If you were a bookseller what 5 books would you hand-sell to readers and why?


Firewater: how alcohol is killing my people (and yours) because you should know.


Peace and Good Order, the case for indigenous justice, because it’s important. Two Families


Treaties and Government, because it explains how Indigenous and non-indigenous people can live together.


Charlie Muskrat, because Charlie was so damn much fun to write.


And


The Bjorkan Sagas because it’s the best writing I have done so far.

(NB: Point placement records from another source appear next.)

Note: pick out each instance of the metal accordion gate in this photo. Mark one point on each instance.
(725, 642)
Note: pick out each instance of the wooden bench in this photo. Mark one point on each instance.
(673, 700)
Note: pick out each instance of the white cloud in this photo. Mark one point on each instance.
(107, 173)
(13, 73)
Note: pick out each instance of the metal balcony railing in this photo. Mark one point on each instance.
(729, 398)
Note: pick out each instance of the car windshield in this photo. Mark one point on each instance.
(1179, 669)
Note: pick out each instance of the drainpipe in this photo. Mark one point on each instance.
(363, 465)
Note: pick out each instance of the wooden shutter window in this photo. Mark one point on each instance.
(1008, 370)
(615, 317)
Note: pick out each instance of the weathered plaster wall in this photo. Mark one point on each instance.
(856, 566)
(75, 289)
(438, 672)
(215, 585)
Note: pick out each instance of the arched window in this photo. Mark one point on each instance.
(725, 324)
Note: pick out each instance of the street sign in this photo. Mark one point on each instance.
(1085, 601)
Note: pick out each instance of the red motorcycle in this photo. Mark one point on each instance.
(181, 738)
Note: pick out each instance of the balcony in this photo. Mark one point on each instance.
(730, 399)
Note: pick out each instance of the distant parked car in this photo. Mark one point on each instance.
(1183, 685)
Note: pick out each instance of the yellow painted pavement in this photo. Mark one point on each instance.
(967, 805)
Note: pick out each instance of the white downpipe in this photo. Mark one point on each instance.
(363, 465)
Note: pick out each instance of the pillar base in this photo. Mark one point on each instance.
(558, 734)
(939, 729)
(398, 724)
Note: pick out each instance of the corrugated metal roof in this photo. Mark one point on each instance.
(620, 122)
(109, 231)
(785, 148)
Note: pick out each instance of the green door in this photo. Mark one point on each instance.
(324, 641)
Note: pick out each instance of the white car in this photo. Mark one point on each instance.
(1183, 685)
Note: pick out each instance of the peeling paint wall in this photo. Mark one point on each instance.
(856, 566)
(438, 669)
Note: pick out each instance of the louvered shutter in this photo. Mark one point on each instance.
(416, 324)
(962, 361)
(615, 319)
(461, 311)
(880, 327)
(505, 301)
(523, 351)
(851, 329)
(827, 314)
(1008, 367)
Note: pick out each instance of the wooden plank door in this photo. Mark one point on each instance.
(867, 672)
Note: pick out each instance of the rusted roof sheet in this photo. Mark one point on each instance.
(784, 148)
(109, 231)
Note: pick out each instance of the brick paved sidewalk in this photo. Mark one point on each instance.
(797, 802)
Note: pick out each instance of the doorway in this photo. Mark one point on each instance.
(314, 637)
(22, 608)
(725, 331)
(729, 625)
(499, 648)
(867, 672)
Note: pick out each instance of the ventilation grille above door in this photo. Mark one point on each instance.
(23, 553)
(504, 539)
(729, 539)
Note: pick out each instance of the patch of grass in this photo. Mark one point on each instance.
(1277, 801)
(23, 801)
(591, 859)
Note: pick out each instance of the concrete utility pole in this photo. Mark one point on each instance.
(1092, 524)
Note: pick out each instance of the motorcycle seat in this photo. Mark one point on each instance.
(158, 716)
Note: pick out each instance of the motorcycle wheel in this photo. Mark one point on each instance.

Harold R. Johnson was born and raised in northern Saskatchewan to a Swedish father and Cree mother. He was a member of the Canadian Navy and worked in mining and logging before graduating from Harvard Law School and becoming a Crown prosecutor. Johnson is the author of five works of fiction and five works of nonfiction, including Firewater: How Alcohol is Killing My People (and yours) which was a finalist for a Governor General’s Literary Award in nonfiction. Johnson is a member of the Montreal Lake Cree Nation and lives on his family trapline outside La Ronge, Saskatchewan with his wife, Joan. His forthcoming book, The Bjorkan Sagas, draws upon his Cree and Scandinavian roots and merges myth, fantasy, and history in an epic sage of exploration and adventure. It releases Fall 2021.